Notre société nous a éduqués à privilégier la volonté, alors que l’imagination est bien plus puissante. Face à une échéance professionnelle d’envergure ou un examen universitaire, je préconise d’imaginer de manière positive la séquence, dans tous ses détails et dans toutes ses sensations, afin de tromper le cerveau en lui faisant croire qu’il n’a pas à s’inquiéter, car tout s’est bien passé… dans le futur! C’est la technique utilisée par les grands sportifs.

Le corps a aussi ses raisons que l’esprit ne connaît pas…

Le corps est diffuseur d’humeur, c’est lui qui détermine où et comment notre esprit se dirige. Un corps stressé est caractérisé par un blocage du diaphragme, une perte de stabilité dans les membres inférieurs et des tensions dans la région des épaules. Pour annuler le stress, il suffit d’adopter l’état inverse: il faut enfoncer ses pieds dans le sol, relâcher ses épaules et respirer complètement. Essayez, l’effet est bluffant!

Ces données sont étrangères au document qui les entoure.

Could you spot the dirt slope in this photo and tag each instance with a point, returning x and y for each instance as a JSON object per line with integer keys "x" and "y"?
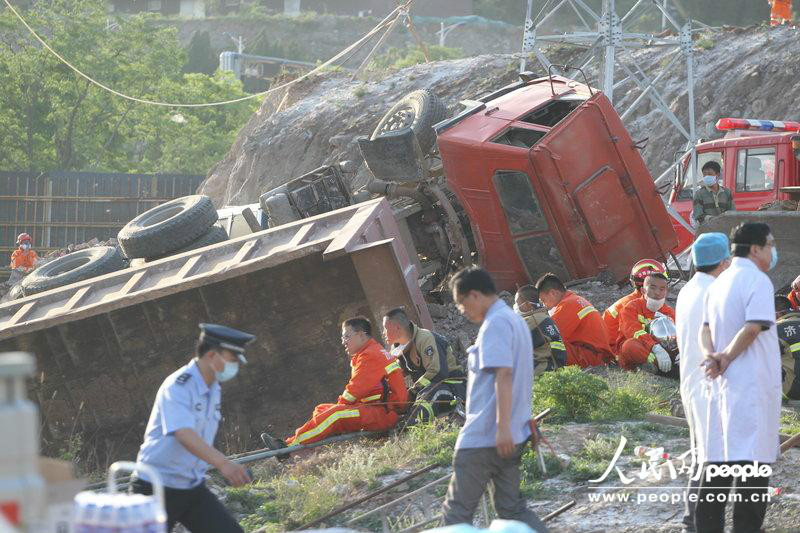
{"x": 746, "y": 73}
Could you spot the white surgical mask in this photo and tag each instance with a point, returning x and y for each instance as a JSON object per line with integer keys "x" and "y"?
{"x": 228, "y": 373}
{"x": 653, "y": 304}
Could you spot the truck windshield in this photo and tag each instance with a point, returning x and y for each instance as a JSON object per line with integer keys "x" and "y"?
{"x": 518, "y": 201}
{"x": 755, "y": 170}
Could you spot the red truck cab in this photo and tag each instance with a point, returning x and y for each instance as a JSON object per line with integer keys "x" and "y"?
{"x": 758, "y": 166}
{"x": 552, "y": 182}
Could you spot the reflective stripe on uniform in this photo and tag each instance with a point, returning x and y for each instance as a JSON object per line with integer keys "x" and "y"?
{"x": 349, "y": 397}
{"x": 338, "y": 415}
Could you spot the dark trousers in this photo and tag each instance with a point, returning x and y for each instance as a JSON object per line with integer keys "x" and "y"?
{"x": 689, "y": 508}
{"x": 197, "y": 509}
{"x": 473, "y": 470}
{"x": 748, "y": 512}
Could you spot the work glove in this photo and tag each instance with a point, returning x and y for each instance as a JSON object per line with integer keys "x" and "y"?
{"x": 661, "y": 358}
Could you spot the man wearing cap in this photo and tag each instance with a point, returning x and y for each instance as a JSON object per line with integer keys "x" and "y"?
{"x": 178, "y": 441}
{"x": 710, "y": 256}
{"x": 742, "y": 357}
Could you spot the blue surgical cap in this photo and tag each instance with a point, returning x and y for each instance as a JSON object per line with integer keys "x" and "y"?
{"x": 710, "y": 249}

Dans votre ouvrage, vous invitez encore le lecteur à chasser ses pensées négatives pour être plus performant. Ça fait presque un peu lavage de cerveau, non?

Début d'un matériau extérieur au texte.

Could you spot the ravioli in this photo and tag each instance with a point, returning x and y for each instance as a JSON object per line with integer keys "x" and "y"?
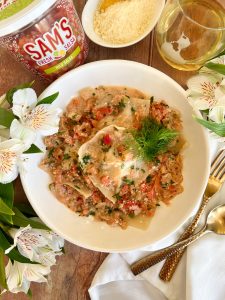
{"x": 109, "y": 162}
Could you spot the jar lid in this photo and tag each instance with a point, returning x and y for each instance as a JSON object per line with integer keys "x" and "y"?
{"x": 16, "y": 14}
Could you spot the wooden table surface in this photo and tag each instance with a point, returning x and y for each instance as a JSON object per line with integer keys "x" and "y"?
{"x": 72, "y": 275}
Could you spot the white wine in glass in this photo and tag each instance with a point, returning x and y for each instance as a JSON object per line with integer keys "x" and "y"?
{"x": 190, "y": 32}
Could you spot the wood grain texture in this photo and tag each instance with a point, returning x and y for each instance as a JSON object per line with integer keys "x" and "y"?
{"x": 72, "y": 276}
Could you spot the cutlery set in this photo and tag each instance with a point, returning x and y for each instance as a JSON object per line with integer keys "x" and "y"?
{"x": 215, "y": 223}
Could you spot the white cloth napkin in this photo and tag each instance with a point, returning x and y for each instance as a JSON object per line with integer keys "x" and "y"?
{"x": 199, "y": 276}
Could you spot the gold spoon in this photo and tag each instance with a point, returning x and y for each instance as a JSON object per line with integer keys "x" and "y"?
{"x": 215, "y": 223}
{"x": 106, "y": 3}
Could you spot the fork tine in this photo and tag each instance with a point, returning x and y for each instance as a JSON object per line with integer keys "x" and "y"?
{"x": 221, "y": 169}
{"x": 216, "y": 164}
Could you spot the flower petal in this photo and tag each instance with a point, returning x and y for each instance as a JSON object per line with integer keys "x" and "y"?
{"x": 217, "y": 114}
{"x": 15, "y": 277}
{"x": 8, "y": 166}
{"x": 15, "y": 233}
{"x": 23, "y": 100}
{"x": 43, "y": 118}
{"x": 26, "y": 135}
{"x": 36, "y": 272}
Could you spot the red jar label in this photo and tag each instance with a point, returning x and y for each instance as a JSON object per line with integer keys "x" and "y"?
{"x": 52, "y": 45}
{"x": 5, "y": 3}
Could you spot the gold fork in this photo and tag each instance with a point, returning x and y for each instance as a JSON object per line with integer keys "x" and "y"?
{"x": 217, "y": 177}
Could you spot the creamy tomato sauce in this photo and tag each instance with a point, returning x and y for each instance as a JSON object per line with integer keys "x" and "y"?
{"x": 93, "y": 170}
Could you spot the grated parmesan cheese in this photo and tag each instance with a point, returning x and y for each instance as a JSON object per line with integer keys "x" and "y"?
{"x": 124, "y": 21}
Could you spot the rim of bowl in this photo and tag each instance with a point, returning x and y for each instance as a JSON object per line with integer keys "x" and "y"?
{"x": 189, "y": 212}
{"x": 99, "y": 41}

(Rires.) C’est plus une recherche de liberté que de résultats. Bloquer les pensées négatives est une manière d’annuler le stress et de reprogrammer notre mental. Après, il est clair qu’un employé soulagé de ses idées noires est plus disponible pour le travail, mais il l’est encore plus pour sa vie privée! Il faut savoir que le cerveau ne peut pas penser à deux choses en même temps, donc, tant qu’à faire, mieux vaut choisir des sujets de réflexion ou de rêverie agréables, car les pensées négatives, c’est prouvé, diminuent l’espérance de vie.

Mais ne se dirige-t-on pas ainsi vers un monde d’individus lobotomisés qui planeraient dans une réalité édulcorée et travailleraient comme de bons petits soldats?

C’est quand nous sommes dans un stress chronique que nous sommes lobotomisés, car nos comportements sont dictés par des réponses de survie vieilles de 150 000 ans. Plus sérieusement, il ne s’agit pas d’être béat en permanence, mais de réinstaller la confiance de l’individu dans son environnement. A chacun de choisir sa voie, pour ne pas dire sa croix!


La performance, Denis Inkei, Editions Jouvence, mars 2018.